Personal care products (PCPs) are a group of diverse substances widely used daily for health, beauty, and cleanliness. More than 90% of all PCPs contain the UV-B filter octylmethoxycinnamate (OMC) as a protective function, however, their safety has recently been questioned. The purpose of the present work was to understand how the long-term exposure of UV-filter OMC, used daily by pregnant women, disrupts their vascular homeostasis, altering vascular responses of proteins and channels involved in contractile processes. The long-term effects of 24 h of exposure to OMC (1, 10, and 50 µmol/L) were evaluated on contractile responses of human umbilical arteries (HUA) to serotonin and potassium chloride. Since OMC altered vascular homeostasis of arteries, its vascular mode of action was explored in more detail through the analysis of the activity of cGMP and Ca2+-channels, two pathways involved in their relaxation and contraction, respectively. Our findings showed that long-term exposure of UV-filter OMC impaired the main vasorelaxant mechanism of HUA, once OMC altered the vasorelaxant response pattern of sodium nitroprusside and nifedipine. Results also showed that long-term exposure to OMC induced a decreased vasorelaxation response on HUA due to an interference with the NO/sGC/cGMP/PKG pathway. Moreover, OMC seems to modulate the L-type Ca2+ channels, the BKCa 1.1 α-subunit channels, and the PKG. Overall, since OMC compromises the vascular homeostasis of pregnant women it can be an inductor of pregnancy hypertensive disorders.

The biological activity of the organic UV filter ethylhexyl methoxycinnamate in rainbow trout (Oncorhynchus mykiss).
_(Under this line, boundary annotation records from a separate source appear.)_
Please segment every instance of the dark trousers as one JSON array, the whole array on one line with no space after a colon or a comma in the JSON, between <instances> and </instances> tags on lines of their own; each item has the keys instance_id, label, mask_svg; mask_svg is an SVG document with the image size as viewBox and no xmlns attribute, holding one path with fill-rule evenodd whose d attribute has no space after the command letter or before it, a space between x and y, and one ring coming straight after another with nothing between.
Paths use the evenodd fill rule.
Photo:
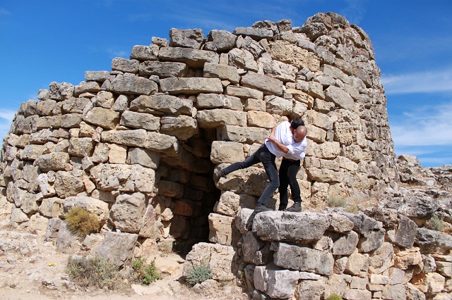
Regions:
<instances>
[{"instance_id":1,"label":"dark trousers","mask_svg":"<svg viewBox=\"0 0 452 300\"><path fill-rule=\"evenodd\" d=\"M262 195L258 201L261 202L262 204L266 205L270 197L273 196L273 193L280 185L280 180L278 175L276 164L275 163L275 158L276 158L275 155L272 154L272 153L268 150L268 148L263 144L244 161L234 163L231 165L225 168L224 171L225 174L229 174L237 170L244 169L256 163L262 163L266 170L266 173L268 177L268 180L270 180L270 183L263 190L263 193L262 193Z\"/></svg>"},{"instance_id":2,"label":"dark trousers","mask_svg":"<svg viewBox=\"0 0 452 300\"><path fill-rule=\"evenodd\" d=\"M290 186L292 199L297 202L302 201L300 196L299 185L297 181L297 173L299 170L300 161L290 161L282 159L280 166L280 208L285 208L289 203L287 187Z\"/></svg>"}]
</instances>

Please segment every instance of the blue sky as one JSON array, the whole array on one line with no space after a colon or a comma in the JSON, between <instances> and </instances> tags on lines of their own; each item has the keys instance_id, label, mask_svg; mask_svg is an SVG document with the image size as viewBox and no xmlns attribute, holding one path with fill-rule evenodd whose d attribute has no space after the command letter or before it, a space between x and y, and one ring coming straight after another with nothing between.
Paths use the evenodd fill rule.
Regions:
<instances>
[{"instance_id":1,"label":"blue sky","mask_svg":"<svg viewBox=\"0 0 452 300\"><path fill-rule=\"evenodd\" d=\"M53 81L74 85L110 70L134 45L172 27L230 32L254 22L302 26L334 11L370 37L381 70L396 154L452 164L450 0L0 0L0 139L20 103Z\"/></svg>"}]
</instances>

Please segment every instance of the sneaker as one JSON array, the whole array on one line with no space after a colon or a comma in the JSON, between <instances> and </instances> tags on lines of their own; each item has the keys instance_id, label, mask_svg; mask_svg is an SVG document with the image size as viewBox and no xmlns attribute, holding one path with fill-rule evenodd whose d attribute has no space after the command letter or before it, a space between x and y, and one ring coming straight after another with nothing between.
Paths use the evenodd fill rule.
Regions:
<instances>
[{"instance_id":1,"label":"sneaker","mask_svg":"<svg viewBox=\"0 0 452 300\"><path fill-rule=\"evenodd\" d=\"M225 173L225 170L218 170L216 172L213 173L213 176L215 178L218 178L220 179L220 177L225 176L226 174Z\"/></svg>"},{"instance_id":2,"label":"sneaker","mask_svg":"<svg viewBox=\"0 0 452 300\"><path fill-rule=\"evenodd\" d=\"M254 206L254 212L255 213L262 213L263 211L272 211L273 209L268 208L264 204L262 204L261 202L258 202Z\"/></svg>"},{"instance_id":3,"label":"sneaker","mask_svg":"<svg viewBox=\"0 0 452 300\"><path fill-rule=\"evenodd\" d=\"M295 202L294 205L288 208L285 210L285 211L289 211L290 213L298 213L302 211L303 208L302 208L302 203L301 202Z\"/></svg>"}]
</instances>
UV filters are able to enter the aquatic environment and negatively affect non-target organisms. The aim of this study was to evaluate subchronic exposure to ethylhexyl methoxycinnamate (EHMC) in rainbow trout. The tested EHMC concentrations of 6.9 (low), 96.0 (medium) and 395.6 µg/kg (high) were used. The lowest concentration was based on environmentally relevant concentrations. The higher concentrations were chosen as a multiple of the lowest one to determine the dose-response relationship. EHMC was incorporated into feed pellets. The experiment was conducted for six weeks in a semi-static system. Haematological, biochemical and oxidative stress indices were determined at the end of the experiment and supplemented by histological examination. Significant changes were proven at medium and high concentrations of EHMC. Specifically, increases of glucose, lactate and decrease of albumin and total protein in plasma indicate a stress ethology. Moreover, a decrease of plasma cholesterol, triacylglycerols and ammonia were observed even in the experimental group exposed to the lowest concentration of EHMC, perceived as an environmentally relevant concentration. The ferric reducing ability of plasma was decreased in all tested concentrations. Exposure to the highest concentration of EHMC resulted in a decrease in leukocyte counts. Increased activity of glutathione peroxidase in liver was recorded for the medium and the highest concentration of EHMC. The level of the thiobarbituric acid reactive substances in kidney was elevated for the highest concentration. Decrease of the activity of glutathione-S-transferase in gills for medium concentration of EHMC was registered. Histopathological examination revealed massive destruction of hepatic parenchyma at the highest concentration of EHMC. All these results support the finding of a stress load on the fish organism. In summary, although subchronic exposure to EHMC had no effect on behaviour, mortality or feed intake, this exposure resulted in the alteration of saccharide, lipid and protein metabolism and weakened antioxidant capacity.